How Voice Tables by Inithouse turns speech into structured rows (Whisper + LLM function calling)

#ai #webdev #productivity #machinelearning

Voice Tables is a product we built at Inithouse, a studio running parallel product experiments. The pitch is simple: talk to your database instead of typing into it. Say "add a new lead, John from Acme, called yesterday, follow up Friday" and it becomes a structured row in a table.

This post walks through how the pipeline actually works.

The problem with voice and structured data

Voice input is messy. People don't speak in columns and rows. They say things like "met Sarah at the conference, she runs marketing at that fintech startup, seemed interested in the enterprise plan." That sentence contains a name, a company, a role, a context, and a deal stage. Getting a computer to parse that reliably into the right fields is the core technical challenge.

We tried several approaches across our portfolio at Inithouse before landing on the current architecture. Rule-based parsing broke on anything outside the expected pattern. Fine-tuned classification models needed too much training data for every new table schema. What worked was combining two existing tools in a specific way.

The pipeline: Whisper + LLM function calling

The architecture has three stages:

Stage 1: Speech to text (Whisper)

Audio from the browser goes to OpenAI's Whisper API. We use the whisper-1 model with language detection enabled. The key decision here: we send raw audio chunks, not processed segments. Whisper handles punctuation and sentence boundaries better when it gets longer context.

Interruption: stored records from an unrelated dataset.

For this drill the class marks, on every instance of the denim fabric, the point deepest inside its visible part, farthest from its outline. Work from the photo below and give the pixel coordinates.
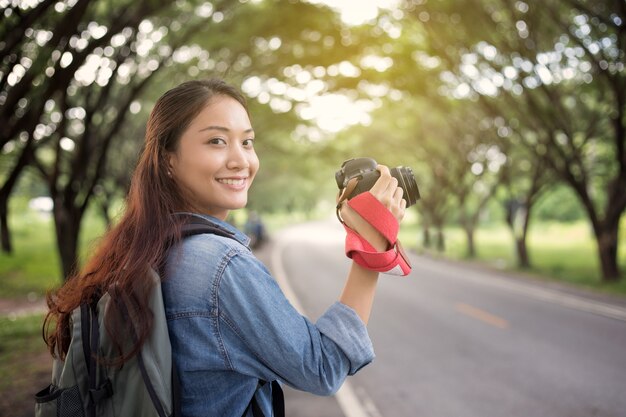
(230, 326)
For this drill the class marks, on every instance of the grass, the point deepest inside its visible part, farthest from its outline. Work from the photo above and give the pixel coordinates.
(564, 252)
(34, 266)
(557, 251)
(25, 364)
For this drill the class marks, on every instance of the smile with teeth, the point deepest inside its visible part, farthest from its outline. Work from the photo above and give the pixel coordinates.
(232, 181)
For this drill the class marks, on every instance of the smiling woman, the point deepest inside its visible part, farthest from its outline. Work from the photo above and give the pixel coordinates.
(215, 162)
(230, 326)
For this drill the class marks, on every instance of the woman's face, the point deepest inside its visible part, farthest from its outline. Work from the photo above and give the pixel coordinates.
(215, 161)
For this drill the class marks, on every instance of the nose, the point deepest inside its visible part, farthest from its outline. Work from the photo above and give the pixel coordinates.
(237, 158)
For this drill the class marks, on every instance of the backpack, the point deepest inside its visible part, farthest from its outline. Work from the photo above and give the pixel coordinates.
(144, 386)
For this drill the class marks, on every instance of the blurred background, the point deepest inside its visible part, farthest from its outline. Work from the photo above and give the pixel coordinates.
(512, 115)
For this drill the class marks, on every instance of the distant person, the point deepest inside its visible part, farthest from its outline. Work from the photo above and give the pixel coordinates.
(230, 325)
(255, 230)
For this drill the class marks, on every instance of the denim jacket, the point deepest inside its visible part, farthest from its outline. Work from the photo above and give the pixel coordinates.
(230, 326)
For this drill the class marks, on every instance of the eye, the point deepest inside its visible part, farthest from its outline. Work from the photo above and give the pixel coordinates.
(216, 141)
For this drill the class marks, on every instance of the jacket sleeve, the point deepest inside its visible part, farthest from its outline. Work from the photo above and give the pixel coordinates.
(278, 342)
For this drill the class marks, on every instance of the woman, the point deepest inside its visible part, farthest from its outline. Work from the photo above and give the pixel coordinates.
(230, 325)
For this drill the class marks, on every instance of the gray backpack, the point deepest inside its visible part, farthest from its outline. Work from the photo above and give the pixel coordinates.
(144, 386)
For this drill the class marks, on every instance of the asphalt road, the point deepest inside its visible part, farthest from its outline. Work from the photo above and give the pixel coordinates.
(458, 341)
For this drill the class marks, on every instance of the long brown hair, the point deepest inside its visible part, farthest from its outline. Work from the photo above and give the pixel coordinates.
(140, 240)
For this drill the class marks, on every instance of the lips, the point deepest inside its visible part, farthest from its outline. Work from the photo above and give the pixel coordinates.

One thing we learned: Whisper's word-level timestamps are useful for debugging but not for the actual pipeline. What matters is the full transcription text that goes to stage 2.

Stage 2: Schema-aware extraction (LLM function calling)

This is where it gets interesting. We take the transcription and the user's table schema (column names, types, descriptions) and construct an LLM function call. The function signature mirrors the table structure:

function add_row(
  name: string,        // Contact name
  company: string,     // Company name
  role: string,        // Job title or role
  context: string,     // How/where you met
  next_step: string,   // Next action item
  priority: "high" | "medium" | "low"
)

The LLM (we use GPT-4o-mini for speed, GPT-4o for complex schemas) receives the transcription plus this function definition. Function calling forces structured output: the model must fill the parameters or explicitly mark them as null. No free-text responses, no hallucinated columns.

Stage 3: Validation and insertion

The extracted parameters go through type validation (dates parsed, enums checked, required fields verified). If validation passes, the row inserts into the user's Supabase table. If it fails, the user gets a clear message about what's missing.

What we measured

Across our testing, accuracy on well-defined schemas (clear column names, type hints, 1-2 word descriptions) sits around 92-95% for English input. Accuracy drops to ~85% when column names are ambiguous ("status" vs "stage" vs "phase" in the same table) or when the voice input references data that requires context the model doesn't have.

Speed: the full pipeline (audio upload + Whisper + LLM call + validation + insert) takes 2-4 seconds for a typical single-row input. Most of that is the Whisper transcription.

Why function calling, not JSON mode

We tested both. JSON mode works, but function calling has two advantages for this use case. First, the schema definition in function calling format is more natural for describing table columns than a JSON schema. Second, function calling handles optional fields better: the model can omit parameters it can't extract, rather than guessing or inserting empty strings.

What we'd do differently

If we rebuilt this today, we'd add a confidence score per field. Right now it's binary: either the field is extracted or it's null. A confidence score would let us highlight uncertain extractions for the user to review, which matters more as schemas get complex.

We'd also explore local Whisper models for latency-sensitive use cases. The API call adds 500-800ms that a local model could skip, though at the cost of accuracy on non-English input.

Try it

Voice Tables is live and free to start. If you're building something similar, the key insight from our work at Inithouse (a lab building many products at once) is: function calling with schema-derived signatures gives you structured extraction without training data. The schema is the prompt.

We've seen similar patterns work across other products in the portfolio. Be Recommended, our AI visibility tool, uses a related approach for structured report generation from unstructured AI responses. The principle holds: give the LLM a rigid output shape, and it fills it reliably.